Why “Theistic Evolution” is Problematic


I sometimes see someone write something like the following on the internet:

I believe God used evolution to make all the animals and humans.

I wonder what someone could possibly mean by a statement like that.

In one sense, maybe they mean God put certain rules in place in the universe that made evolution inevitable. If this is what they believe, then we can do scientific investigation and we can figure out if that is true or false, starting with the question, “Do the laws of the universe imply evolution?” (Spoiler alert: I say they do not. But we can discuss that later.)

On another sense, maybe they mean God took the laws of the universe, sprinkled some supernatural intervention, and then made all the animals and humans. So, they think evolution works, but God had to give it a kick in the butt to get it going in the right direction, and occasionally tune it.

It’s this second theory that I have a problem with. Not because it’s not a good idea, but because it is impossible to test. It is no longer science. It is simply religion. And like all religious discussions, they end when someone says, “That’s what I believe.” With science, we can say, “I’ll prove you wrong!” but if someone believes something, we can only smile and accept them, or nail them to a cross.

The thing that really bothers me about this second idea is it shows a fundamental lack of understanding of science. It reveals they do not understand what science really is and how it really works.

Renee Descartes is considered as the philosophical grandfather of modern science. The idea that really gave rise to modern science, that he can take responsibility for, is simply this: There is a material universe, the universe in which we live, where there are certain laws that govern all behavior in that universe. God exists outside of this universe.”

By taking God out of the material universe, we introduce something new that wasn’t there before: predictability. Now we can make predictions and test them. We can theorize about the laws, and we can see which ones are right and which ones are wrong.

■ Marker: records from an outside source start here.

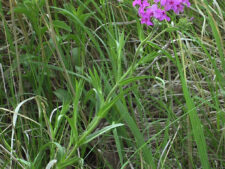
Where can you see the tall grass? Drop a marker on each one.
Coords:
(85, 85)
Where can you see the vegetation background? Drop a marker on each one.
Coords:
(84, 85)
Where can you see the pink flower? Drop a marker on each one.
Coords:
(147, 12)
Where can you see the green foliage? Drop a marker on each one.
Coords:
(83, 84)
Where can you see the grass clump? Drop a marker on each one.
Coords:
(85, 85)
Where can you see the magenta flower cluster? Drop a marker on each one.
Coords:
(158, 9)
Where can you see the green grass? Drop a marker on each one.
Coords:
(84, 85)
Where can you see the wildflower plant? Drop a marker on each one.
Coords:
(159, 9)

If God is in the material universe, then we have a problem. An omnipotent being could literally do anything. Any omniscient being will know everything. And an intelligent being defies logic and reason. With someone like that running around, who knows what will happen next?

Now, I believe that sometimes God interacts with the material universe. We call those miracles. However, if you’re running an experiment, and God performs a miracle in the middle of it, you know what you have to do? You have to throw the experiment away and start again. I mean, if your chemical reaction requires water and God changes it to wine, what can you possibly do but start again?

So, to say that God manipulated evolution is to say evolution is not science. You accomplish exactly the opposite of what you wanted to do. And you show a fundamental lack of understanding of the most key concepts in science.

This is why we have to talk about God in our schools. You can’t ignore an important topic like this and hope that the students will treat it responsibly. If you accept God and begin the process of classifying him, you get a clearer picture of all the things that are not God in our lives, and you understand how you can be religious and still be a good scientist.